The characters in Spanking the Monkey are all a mess, a dysfunctional family with a capital “D”. Ray Aibelli is a first-year college giving up a prestigious summer internship in order to take care of his bedridden mother (she has a broken leg.) Full of resentment, he nevertheless resigns himself to being a dutiful son, stuck in this boring little town with little to do other than play nurse. There’s a high school girl around who clearly has a crush on him, but he’s too much of a mess to manage a proper summer fling. He’s got friends, sort of, but they’re clearly on a different wavelength. Alienated by all, Ray broods and broods in between helping his mother bathe, eat, dress, and pretty much everything else she might need… or want.

Hollywood bad boy David O. Russell has earned a reputation as both a brilliant filmmaker and a horribly abusive director- here, in his debut, you can see evidence of both. He clearly loves pushing buttons; he clearly has no problem dragging his characters through the ringer. Whether he does it to make a genuine artistic statement or simply because he wants to see where the experiment leads is not always easy to tell, but it makes for a truly great low-budget piece of American cinema. The performances by everyone- mom, dad, son, and girlfriend- are all absolutely perfect: sincere, dark, sweet, confusing, complex. The film is funny, the film is serious- every scene adds an important piece to this character puzzle, conspiring towards the inevitable copulation between mother and son- but that’s only half the movie. Dealing with the aftermath is the hangover Spanking the Monkey doesn’t let us avoid.

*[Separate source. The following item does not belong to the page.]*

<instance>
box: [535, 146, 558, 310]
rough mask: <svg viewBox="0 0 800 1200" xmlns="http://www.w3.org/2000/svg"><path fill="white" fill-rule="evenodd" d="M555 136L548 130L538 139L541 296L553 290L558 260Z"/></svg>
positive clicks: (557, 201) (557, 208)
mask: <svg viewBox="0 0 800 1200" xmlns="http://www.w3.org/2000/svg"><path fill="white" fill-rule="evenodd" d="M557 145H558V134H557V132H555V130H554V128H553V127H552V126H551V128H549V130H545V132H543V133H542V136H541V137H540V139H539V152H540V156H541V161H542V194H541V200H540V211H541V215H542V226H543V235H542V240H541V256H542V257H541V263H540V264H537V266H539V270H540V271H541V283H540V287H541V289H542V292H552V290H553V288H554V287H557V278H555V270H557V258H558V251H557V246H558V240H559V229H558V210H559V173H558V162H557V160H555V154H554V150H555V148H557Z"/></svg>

It would be unfair to dismiss Spanking the Monkey as merely being there for shock value; there’s too much going on in the story, too many morsels dropped for us to chew on. At the same time, Russell’s handling of the material is “of its time,” and while he doesn’t fully ignore the power dynamics at play here, he doesn’t quite address them either. The blame falls clearly on the parents, to be sure, and Ray is a victim of that dysfunction- but the comedy does lend a detached and somewhat blasé vibe to a pretty intense subject we really haven’t explored well as a society- which is probably the reason Russell wanted to make this in the first place. Three decades later, the film remains amazingly sharp on almost all fronts; a great absurdist indie flick then, and now.